Oblivious, Danchekker sailed on. “And the social disruption that we see shows precisely the kind of effects that one would expect from a powerful
narcotic. In the course of its development, the brain has evolved a chemical reward system which motivates the organism by producing sensations of pleasure that become associated through learning with beneficial, survival-oriented behavior patterns. What makes narcotics so pernicious is their ability to short-circuit the process by triggering the reward mechanism directly, without anything beneficial having to be done at all. And in the case of a narcotic such as the one we have here, where the effects are-” He stopped and jerked his head back to look at Hunt abruptly. “What was that? What did you say?”
“Yes, headworlding and the Thurien interstellar welfare program are what have made the Jevlenese defenseless against the plague. But those things aren’t the virus,” Hunt said. “There is a source, and it’s a very strange one-as strange as anything that might be extracted from the most psychotic subconscious. But I don’t think it’s a product of anything like that. I think that the source exists somewhere tangible-that it’s real.”
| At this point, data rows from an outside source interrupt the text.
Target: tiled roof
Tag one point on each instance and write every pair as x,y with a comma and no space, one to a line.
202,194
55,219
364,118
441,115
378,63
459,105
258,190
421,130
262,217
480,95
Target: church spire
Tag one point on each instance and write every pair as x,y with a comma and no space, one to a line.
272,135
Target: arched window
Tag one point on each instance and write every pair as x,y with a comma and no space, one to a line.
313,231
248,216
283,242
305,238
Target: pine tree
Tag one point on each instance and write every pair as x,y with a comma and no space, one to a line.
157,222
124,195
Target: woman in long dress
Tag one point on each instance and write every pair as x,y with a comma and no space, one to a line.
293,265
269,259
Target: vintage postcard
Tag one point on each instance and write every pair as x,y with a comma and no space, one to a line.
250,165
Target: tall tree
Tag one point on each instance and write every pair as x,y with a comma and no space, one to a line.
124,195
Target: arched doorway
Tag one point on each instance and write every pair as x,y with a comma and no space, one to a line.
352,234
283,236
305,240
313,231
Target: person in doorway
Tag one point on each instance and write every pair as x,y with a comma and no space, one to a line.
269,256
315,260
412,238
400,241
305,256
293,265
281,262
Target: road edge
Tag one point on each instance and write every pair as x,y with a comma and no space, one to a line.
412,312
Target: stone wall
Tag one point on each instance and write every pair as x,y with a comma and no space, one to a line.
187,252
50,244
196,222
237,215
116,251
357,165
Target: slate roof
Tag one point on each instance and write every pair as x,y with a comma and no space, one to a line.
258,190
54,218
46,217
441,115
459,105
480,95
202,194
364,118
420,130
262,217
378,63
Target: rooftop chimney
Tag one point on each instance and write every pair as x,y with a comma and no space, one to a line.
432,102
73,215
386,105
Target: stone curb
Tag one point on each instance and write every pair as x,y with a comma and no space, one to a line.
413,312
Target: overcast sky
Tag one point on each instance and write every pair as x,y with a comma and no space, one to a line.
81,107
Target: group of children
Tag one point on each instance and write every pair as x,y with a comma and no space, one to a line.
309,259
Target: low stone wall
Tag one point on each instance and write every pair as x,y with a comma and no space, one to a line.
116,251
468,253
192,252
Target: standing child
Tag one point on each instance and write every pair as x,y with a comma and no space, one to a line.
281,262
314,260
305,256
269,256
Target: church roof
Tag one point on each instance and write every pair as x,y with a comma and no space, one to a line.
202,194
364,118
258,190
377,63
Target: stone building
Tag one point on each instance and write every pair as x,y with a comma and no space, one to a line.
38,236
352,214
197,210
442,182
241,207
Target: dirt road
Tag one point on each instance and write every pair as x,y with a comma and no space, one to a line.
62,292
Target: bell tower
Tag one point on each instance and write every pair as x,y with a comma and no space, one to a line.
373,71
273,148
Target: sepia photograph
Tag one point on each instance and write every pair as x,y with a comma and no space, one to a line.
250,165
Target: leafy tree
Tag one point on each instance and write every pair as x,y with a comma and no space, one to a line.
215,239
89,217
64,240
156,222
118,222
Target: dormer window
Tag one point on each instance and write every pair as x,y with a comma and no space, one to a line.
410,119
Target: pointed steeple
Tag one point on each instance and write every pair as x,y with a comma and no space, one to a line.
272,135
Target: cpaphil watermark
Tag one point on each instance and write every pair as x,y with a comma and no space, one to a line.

Danchekker blinked. “But that’s what I’ve just said, isn’t it?”
“Not quite. You s-”
“You tried telling me it was JEVEX, and I disagreed. Now I’m accepting that it was.” Danchekker’s color deepened a shade. “Dammit, Vic, ever since we met you’ve been telling me that I should be more flexible. Now I’ve conceded to reverse my view on something which, quite frankly, still strikes me as more than a little farfetched, and you’re saying it’s not good enough. Well, what in God’s name do you want?”
Hunt remained unruffled. “You’re accepting JEVEX as the cause that detached them from reality,” he said. “But I’m saying it only dissolved the glue. What pulled them away was a particular kind of Jevlenese who weren’t out of touch with reality-or maybe whose reality was very peculiar.”